Burbeck hoped that his son Henry would follow in his military footsteps, but Henry died when he tried to test his strength by lifting a keg of silver dollars which fell on his foot and severed his toe while at sea on a revenue cutter. By the time the cutter reached New York and a physician was summoned, it was too late and he died. Thereafter, Gen. Burbeck was so overcome by grief that he would not have his son’s name spoken in his house.
==Later Years (1815 – 1848)==
In his later years, he enjoyed the company of Capt. Bulkeley who also retired to New London. They maintained a close relationship despite the fact that Burbeck was a Whig and Bulkeley was a Democrat.

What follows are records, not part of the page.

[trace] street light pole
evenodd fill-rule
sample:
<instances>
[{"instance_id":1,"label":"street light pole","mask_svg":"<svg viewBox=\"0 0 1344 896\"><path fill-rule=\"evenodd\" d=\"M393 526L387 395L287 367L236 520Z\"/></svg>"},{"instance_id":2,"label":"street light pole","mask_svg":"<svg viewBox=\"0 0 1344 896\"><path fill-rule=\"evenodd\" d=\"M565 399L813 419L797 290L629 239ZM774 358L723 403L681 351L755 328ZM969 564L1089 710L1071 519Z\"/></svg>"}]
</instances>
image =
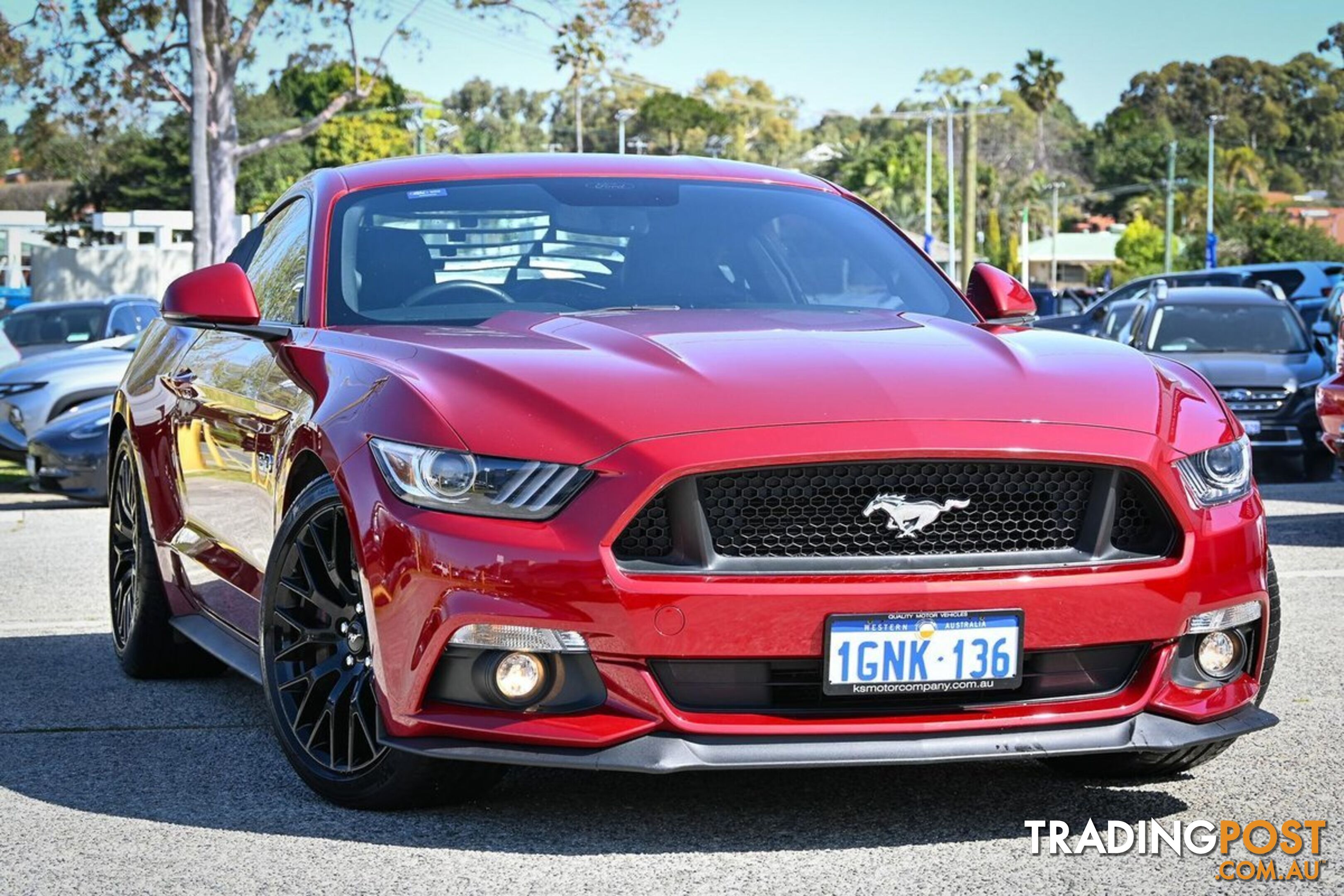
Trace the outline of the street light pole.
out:
<instances>
[{"instance_id":1,"label":"street light pole","mask_svg":"<svg viewBox=\"0 0 1344 896\"><path fill-rule=\"evenodd\" d=\"M1046 184L1050 191L1050 292L1059 289L1059 191L1064 183L1056 180Z\"/></svg>"},{"instance_id":2,"label":"street light pole","mask_svg":"<svg viewBox=\"0 0 1344 896\"><path fill-rule=\"evenodd\" d=\"M1163 270L1172 269L1172 215L1176 208L1176 141L1167 144L1167 235L1163 243Z\"/></svg>"},{"instance_id":3,"label":"street light pole","mask_svg":"<svg viewBox=\"0 0 1344 896\"><path fill-rule=\"evenodd\" d=\"M616 113L616 145L618 149L616 152L625 154L625 122L634 117L633 109L621 109Z\"/></svg>"},{"instance_id":4,"label":"street light pole","mask_svg":"<svg viewBox=\"0 0 1344 896\"><path fill-rule=\"evenodd\" d=\"M1208 214L1204 218L1204 267L1218 267L1218 235L1214 232L1214 128L1227 116L1208 117Z\"/></svg>"},{"instance_id":5,"label":"street light pole","mask_svg":"<svg viewBox=\"0 0 1344 896\"><path fill-rule=\"evenodd\" d=\"M925 118L925 254L933 253L933 116Z\"/></svg>"},{"instance_id":6,"label":"street light pole","mask_svg":"<svg viewBox=\"0 0 1344 896\"><path fill-rule=\"evenodd\" d=\"M948 277L957 282L957 172L953 165L952 101L942 98L948 107Z\"/></svg>"}]
</instances>

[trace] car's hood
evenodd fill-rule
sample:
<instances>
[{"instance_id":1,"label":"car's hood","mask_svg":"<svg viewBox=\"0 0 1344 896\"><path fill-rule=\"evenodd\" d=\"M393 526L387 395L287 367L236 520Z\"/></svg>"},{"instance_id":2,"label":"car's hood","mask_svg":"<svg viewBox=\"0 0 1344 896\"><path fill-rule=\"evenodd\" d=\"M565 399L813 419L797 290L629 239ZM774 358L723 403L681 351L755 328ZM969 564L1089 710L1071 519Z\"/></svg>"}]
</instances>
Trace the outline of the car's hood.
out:
<instances>
[{"instance_id":1,"label":"car's hood","mask_svg":"<svg viewBox=\"0 0 1344 896\"><path fill-rule=\"evenodd\" d=\"M1325 361L1314 352L1168 352L1165 356L1198 371L1218 388L1241 386L1297 390L1325 375Z\"/></svg>"},{"instance_id":2,"label":"car's hood","mask_svg":"<svg viewBox=\"0 0 1344 896\"><path fill-rule=\"evenodd\" d=\"M0 369L3 383L46 382L66 371L124 371L130 364L130 352L114 348L67 348L38 357L24 357L17 364ZM120 377L120 372L117 372Z\"/></svg>"},{"instance_id":3,"label":"car's hood","mask_svg":"<svg viewBox=\"0 0 1344 896\"><path fill-rule=\"evenodd\" d=\"M1116 343L864 310L512 312L477 328L332 337L379 356L472 450L556 459L679 433L841 420L1154 433L1168 382Z\"/></svg>"}]
</instances>

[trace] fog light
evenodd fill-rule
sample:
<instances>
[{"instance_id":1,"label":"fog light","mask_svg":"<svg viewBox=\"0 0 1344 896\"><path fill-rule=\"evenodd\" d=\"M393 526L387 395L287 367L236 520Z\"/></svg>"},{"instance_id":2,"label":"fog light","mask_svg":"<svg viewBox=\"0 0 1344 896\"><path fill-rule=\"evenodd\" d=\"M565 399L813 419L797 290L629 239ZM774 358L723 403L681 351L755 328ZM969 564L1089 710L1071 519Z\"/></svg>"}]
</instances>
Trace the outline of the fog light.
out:
<instances>
[{"instance_id":1,"label":"fog light","mask_svg":"<svg viewBox=\"0 0 1344 896\"><path fill-rule=\"evenodd\" d=\"M449 643L527 653L587 653L587 641L578 631L488 622L462 626L453 633Z\"/></svg>"},{"instance_id":2,"label":"fog light","mask_svg":"<svg viewBox=\"0 0 1344 896\"><path fill-rule=\"evenodd\" d=\"M546 666L531 653L507 653L495 664L495 688L509 703L530 703L546 685Z\"/></svg>"},{"instance_id":3,"label":"fog light","mask_svg":"<svg viewBox=\"0 0 1344 896\"><path fill-rule=\"evenodd\" d=\"M1195 662L1210 678L1231 678L1242 665L1246 646L1235 631L1210 631L1195 646Z\"/></svg>"}]
</instances>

Burbeck died at his home on Main Street on October 2, 1848 in New London, Connecticut just months after his friend Capt. Bulkeley died. The Massachusetts Society of Cincinnati, of which Burbeck was a member, erected a monument to him in Cedar Grove Cemetery (Sec. 4, Lot 1), New London, Connecticut. The inscription on the monument states:
The Massachusetts Society of the Cincinnati Dedicate This Monument to the Memory of Their Late Honored President. He Was An Officer of the Army From the Commencement of the Revolutionary War Until The Close of His Life By a Patriotic and Faithful Discharge of the High and Responsible Duties of a Gallant Soldier And An Exemplary Citizen He Has Been Justly And Eminently Distinguished As He Was Rightfully and Universally Respected.
His wife Lucy died February 22, 1880 in New London and at the time of her death was one of the last in the nation to receive a Revolutionary War pension which was $130 a quarter in 1875. Burbeck’s daughter Charlotte was made an honorary member of the Lucretia Shaw chapter of the Daughter’s of the American Revolution.